Il n’est donc pas exact de dire que le retentissement de ce dépistage néonatal est sans effet sur le bien-être psychologique de la famille et les interactions précoces.
Dès février 2007, l’association RAMSES avait saisi le Comité Consultatif National d’Ethique, en même temps que la Fédération Nationale des Sourds de France. L’avis du CCNE, rendu en janvier 2008, avait émis d’importantes réserves sur la pertinence de ce dépistage précoce, avis dont il n’a pas été tenu compte dans le récent rapport parlementaire. Alors que la position des professionnels du réseau RAMSES sur ce sujet est connue depuis 2006, les parlementaires n’ont jamais rencontré les professionnels de l’association RAMSES, ce qui aurait permis un débat et une réflexion avec de spécialistes en santé mentale, complétant les rencontres avec les usagers sourds. De nombreux médecins, tous spécialistes de la surdité, ont signé en novembre 2010 une pétition émettant les plus grandes réserves sur le dépistage de la surdité en période néonatale.
Il n’est donc pas exact de dire que cette loi fait l’unanimité de la communauté scientifique.
Enfin, les résultats du programme expérimental national de la CNAMTS lancé en 2005 pour analyser la faisabilité, le coût et le bénéfice de la généralisation de ce dépistage néonatal n’ont toujours pas été publiés.

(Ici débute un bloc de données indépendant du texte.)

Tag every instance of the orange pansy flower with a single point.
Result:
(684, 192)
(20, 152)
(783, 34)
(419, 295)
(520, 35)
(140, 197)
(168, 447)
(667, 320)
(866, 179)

Il est donc très surprenant qu’une loi ait pu être votée sans connaître les résultats définitifs de l’expérimentation.
Les professionnels de l’association RAMSES :
Dénoncent donc la partialité et le parti-pris de l’enquête parlementaire
qui a présidé au projet de loi,
Regrettent la non prise en compte de l’avis du CCNE de janvier 2008,
Regrettent que cette loi ait été votée sans que les résultats définitifs de
l’expérimentation de la CNAMTS n’aient été connus (contrairement à ce
qui a été affirmé), notamment du grand public,
Soulignent que les structures permettant l’accueil des familles et le suivi
des enfants dépistés ne sont pas créées et ne sont pas prévues dans le
budget très élevé du dépistage,
Réaffirment leur opposition au dépistage précoce néonatal de la surdité,
du fait de son risque iatrogène psychopathologique potentiel,
Préconisent un dépistage précoce de la surdité lors de l’un des examens
médicaux obligatoires du 3ème ou du 4ème mois.